Ontologization: The phenomenological character of information.
The sense making of patterns allows for the discernment
of data, which provide clues for possible action as an orientation bias for the subject. We cannot say how much sense
we must have to discern data within a pattern because this
is a continuous process and depends on the amount of time
we invest in it. The longer we reflect on a pattern the more
sense we can associate with it, and the more clues it provides
to us. Our schemas, which are necessarily tied to previous
experience, generate these clues.
Though sense making is a process of an individual, it
also takes place in a shared environment that produces
similar experiences in cognitive agents who are furthermore embedded in similar sociocultural contexts. These two
factors—sharedness and embeddedness—lead to a streamlining of the individual sense-making processes towards a
cultural meaning-making process. This streamlining comprises a continuous, mutual adaptation of individual sense
and social meaning via communication and collaboration. It
is the manifestation of Gadamerian play, where the player
is acting within the context of the game, but is simultaneously aware of the rules of the game that are shared among
all the players. This requires that the individual subject is
usually aware to what degree the sense that he or she gives
some pattern deviates from the average sense that others
might give and which are reflected in others’ schemas—in
other words, where there is a fusion of horizons as part of a
hermeneutic circle (Gadamer, 1975). For instance, for some
people, the concept of liberty includes the free disposal of
firearms while the same means a constriction of liberty for
others. Regardless of which understanding of liberty adopted
(sense-making), one has to take the positions and arguments
of both sides into account when one takes a public stand in an
open discussion in order to avoid misunderstanding or plain
confrontation (meaning-making). In terms of meaning making, we also have to take our own family, social, and historical
background into account as basis of our attitude.

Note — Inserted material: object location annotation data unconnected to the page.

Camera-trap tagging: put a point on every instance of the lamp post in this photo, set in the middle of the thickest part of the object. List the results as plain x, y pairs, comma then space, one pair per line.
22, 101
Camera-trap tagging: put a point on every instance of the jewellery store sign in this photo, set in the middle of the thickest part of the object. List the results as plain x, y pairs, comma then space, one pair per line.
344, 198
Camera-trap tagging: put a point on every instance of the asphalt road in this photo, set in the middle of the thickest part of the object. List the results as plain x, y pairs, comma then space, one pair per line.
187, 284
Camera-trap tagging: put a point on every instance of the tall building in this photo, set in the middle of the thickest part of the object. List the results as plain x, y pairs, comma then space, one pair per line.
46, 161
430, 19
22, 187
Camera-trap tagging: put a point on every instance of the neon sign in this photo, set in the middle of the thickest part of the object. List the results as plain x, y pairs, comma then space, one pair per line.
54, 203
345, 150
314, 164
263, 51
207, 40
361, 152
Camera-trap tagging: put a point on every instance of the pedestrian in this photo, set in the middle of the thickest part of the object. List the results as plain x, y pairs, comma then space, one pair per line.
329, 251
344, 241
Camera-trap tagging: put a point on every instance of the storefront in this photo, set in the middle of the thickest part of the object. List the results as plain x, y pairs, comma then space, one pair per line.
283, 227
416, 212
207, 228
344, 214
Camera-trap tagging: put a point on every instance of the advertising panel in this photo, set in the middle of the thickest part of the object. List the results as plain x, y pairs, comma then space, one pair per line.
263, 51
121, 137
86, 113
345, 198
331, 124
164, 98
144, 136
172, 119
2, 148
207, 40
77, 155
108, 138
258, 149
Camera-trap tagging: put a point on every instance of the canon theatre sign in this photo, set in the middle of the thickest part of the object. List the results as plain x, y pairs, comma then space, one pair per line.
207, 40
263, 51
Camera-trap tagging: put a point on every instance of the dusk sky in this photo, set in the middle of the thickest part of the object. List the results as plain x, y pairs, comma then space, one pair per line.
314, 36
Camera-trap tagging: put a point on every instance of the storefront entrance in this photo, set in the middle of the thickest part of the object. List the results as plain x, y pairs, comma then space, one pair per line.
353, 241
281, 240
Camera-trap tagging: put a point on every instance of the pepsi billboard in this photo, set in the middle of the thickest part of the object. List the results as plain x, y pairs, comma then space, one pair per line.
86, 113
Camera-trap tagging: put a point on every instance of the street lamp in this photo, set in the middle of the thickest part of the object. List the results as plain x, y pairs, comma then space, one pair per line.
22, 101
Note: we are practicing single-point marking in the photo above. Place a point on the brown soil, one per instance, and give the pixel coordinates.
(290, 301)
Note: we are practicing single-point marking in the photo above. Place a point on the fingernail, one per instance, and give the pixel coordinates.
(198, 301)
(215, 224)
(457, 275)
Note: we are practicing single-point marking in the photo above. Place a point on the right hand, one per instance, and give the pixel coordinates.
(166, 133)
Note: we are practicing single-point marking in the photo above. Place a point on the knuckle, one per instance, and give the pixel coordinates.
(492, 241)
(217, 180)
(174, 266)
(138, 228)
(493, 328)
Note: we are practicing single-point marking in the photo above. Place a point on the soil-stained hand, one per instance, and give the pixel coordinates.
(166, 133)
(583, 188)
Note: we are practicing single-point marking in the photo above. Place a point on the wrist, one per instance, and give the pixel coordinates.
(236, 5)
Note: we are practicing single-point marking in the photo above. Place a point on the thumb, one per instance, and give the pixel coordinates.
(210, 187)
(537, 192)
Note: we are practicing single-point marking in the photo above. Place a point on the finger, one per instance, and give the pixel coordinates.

Heretofore, we have discussed patterns, information, data,
clues, orientation, stratification, sense making, and meaning
making as integral parts of ontologization. We have made
mention of underlying schemas, but haven’t explicated their
roles in ontologization. Figure 1 above depicts how we see
the process and character of ontologization. With this representation in mind, we will delve further into the role of
knowledge, schemas, salience, and the sociocultural dimension of meaning making as part of this process in the next
section.
In pattern completion, schemas function, in some sense,
as flexible experience-based filters that make us attend to the
salient features of a pattern while filtering out the nonsalient.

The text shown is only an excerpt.